Ancak İslâmcı şiir daha ziyade İslâm dünyasına yer verir; çünkü dünya yüzeyinde en fazla zulüm İslâm coğrafyasındadır. Osman Sarı bu durumu, “Bu çağda/ Afrika’da Asya’da/ Azerbaycan’da/ Filistin’de ve Afganistan’da/ Türkistan’da/ Her yanda/ Zulmü taşıya taşıya yorulan toprağı/ Öldüre öldüre ilerleyen zulmü/ Unutma”[7] dizeleriyle anlatır.

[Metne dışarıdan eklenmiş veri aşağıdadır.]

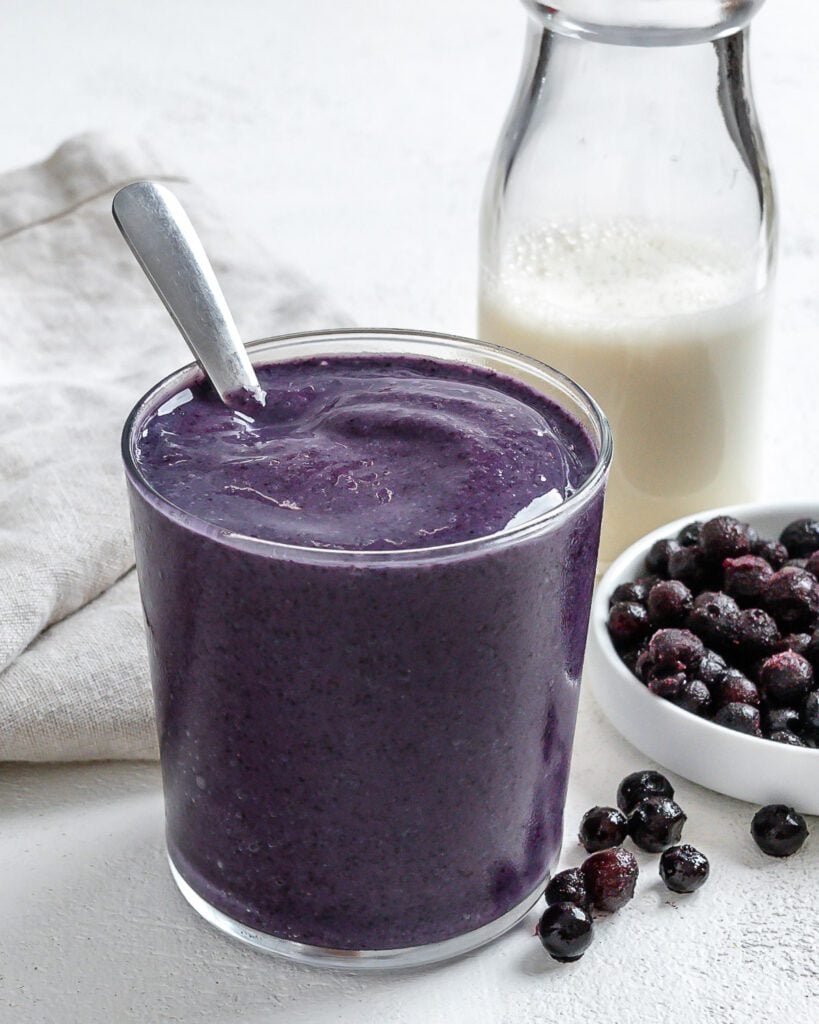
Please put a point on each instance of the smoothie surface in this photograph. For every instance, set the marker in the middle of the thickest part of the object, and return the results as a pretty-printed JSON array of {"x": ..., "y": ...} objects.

İslâm dünyasının farklı yerlerinde farklı zamanlarında ortaya çıkan savaş, işgal ve zulümler yeni yeni şiirlerle işlenir. Sezai Karakoç “Kutsal At” isimli şiirini Cezayir Bağımsızlık Savaşı’nın (1954-1962) ortasında, 1957’de yazmıştı.[8] Karakoç 1979-1988 arasındaki şiirlerini içeren Alınyazısı Saati isimli kitabında Kudüs, Beyrut, İran, Irak, Afganistan’a yer verir.[9] Abdürrahim Karakoç “Müslümanlar Bir Beden” başlıklı şiirinde İslâm dünyasındaki pek yeri anarken, bugün gündemden düşen Eritre’den de bahseder.[10] Erdem Bayazıt’ın “Savaş Risalesi’ne Zeyl”isimli şiirinin ikinci başlığı “Afganistan 1400”dür ve Afgan cihadını anlatır.[11] Osman Sarı “Afganistan Dağlarında İnsanlar” başlıklı bir şiir kaleme alır.[12] Cahit Zarifoğlu’nun Savaş Ritimleri isimli romanı bir köy bağlamında Afganistan’daki siyasî gelişmeleri ve ilk mücahit örgütlenmelerine dairdir. Yine Zarifoğlu Afganistan’la ilgili pek çok şiirinin yanında,[13] çocuklara yönelik olarak Ağaç Okul adında, tamamıyla Afgan cihadını anlattığı müstakil bir şiir kitabı yazar. Bosna’da iç savaşın (1992-1995) ortaya çıkışıyla birlikte bu kez İslâmcı edebiyat Balkanlara yönelir. Mücahit Koca tamamıyla Bosna’daki savaş üzerine yazılmış şiirlerden meydana gelen Bosna Kitabı’nı (1999) yayınlar.[14] Arif Ay, “Bosna Ah Bosna” şiirini yazar.[15] Erdem Bayazıt “Bosna’ya Yazıt”ta Bosnalı bir anneyi ve çocuğunu konuşturur.[16] Bosna’dan sonra Çeçen direnişi (1995-1996) başlayınca Alaeddin Özdenören “Kafkasya” isimli uzun bir şiir yazar.[17] Erdem Bayazıt “Çeçenistan” isimli bir şiirle,[18] Arif Ay ise Çeçence “halkımız” anlamına geldiğini belirttiği “Vaynakh” isimli şiiriyle bu direnişe destek verir.[19]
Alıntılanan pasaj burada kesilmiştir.